# Lab 7 Correlation

## 7.1 What is correlation?

When conducting empirical research, we are often interested in associations between two variables, for example, personal income and attitudes towards migrants. In this lab we will focus on visualizing relationship between variables and how to measure it. In quantitative research, the main variable of interest in an analysis is called the *dependent* or *response variable*, and the second is known as the *independent* or *explanatory*. In the example above, we can think of personal income as the independent variable and attitudes as the dependent.

The relationship between variables can be positive, negative or non-existent. The figure below shows these type of relationships to different extents. The association is positive when one of the variables increases and the second variable tends to go in the same direction (that is increasing as well). The first plot on the left-hand side shows a strong positive relationship. As you can see, the points are closely clustered around the straight line. The next plot also shows a positive relationship. This time the relationship is moderate. Therefore, the points are more dispersed in relation to the line compared to the previous one.

The plot in the middle, shows two variables that are not correlated. The location of the points is not following any pattern and the line is flat. By contrast, the last two plots on the right hand-side show a negative relationship. When the values on the X axis increase, the values on the Y axis tend to decrease.
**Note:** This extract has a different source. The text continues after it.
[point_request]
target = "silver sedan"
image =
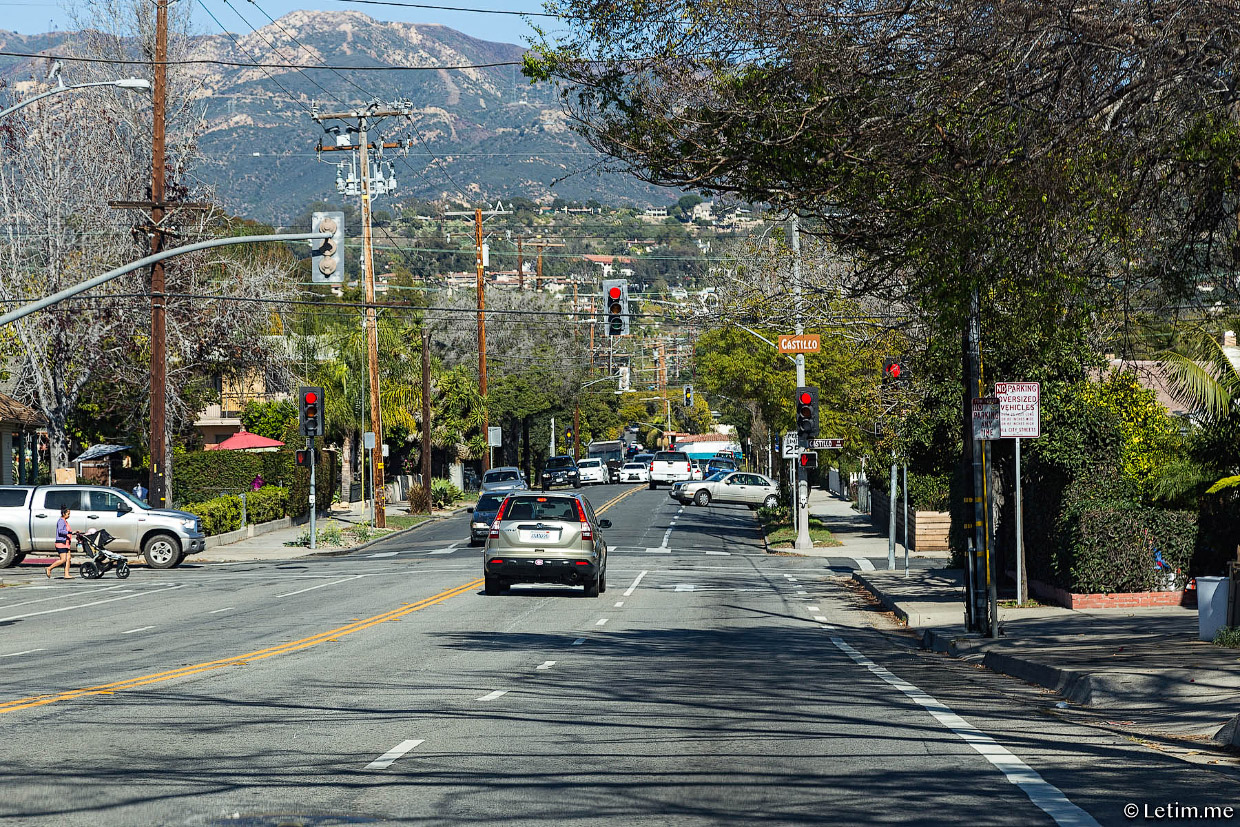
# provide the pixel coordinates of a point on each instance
(739, 487)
### 7.1.1 Data and R environment

We will continue working on the same R Studio Cloud project as in the previous session and using the 2012 Northern Ireland Life and Times Survey (NILT) data. To set the `R`

environment please follow the next steps:

- Please go to your ‘Quants lab group’ in RStudio Cloud (log in if necessary);
- Open your own copy of the ‘NILT’ project from the ‘Quants lab group’;
- Create a new Rmd file, type ‘Correlation analysis’ in ‘Tile’ section and your name in the ‘Author’ box. Leave the ‘Default Output Format’ as
`HTML`

. - Save the Rmd document under the name ‘Lab7_correlation’.
- Delete all the contents in the Rmd default example with the exception of the first bit which contains the YALM and the first chunk, which contains the default chunk options (that is all from line 12 and on).
- In the setup chunk, change
`echo`

from`TRUE`

to`FALSE`

in line 9 (this will hide the code for all chunks in your final document). - Within the first chunk, copy and paste the following code below line 9
`knitr::opts_chunk$set(message = FALSE, warning = FALSE)`

. This will hide the warnings and messages when you load the packages.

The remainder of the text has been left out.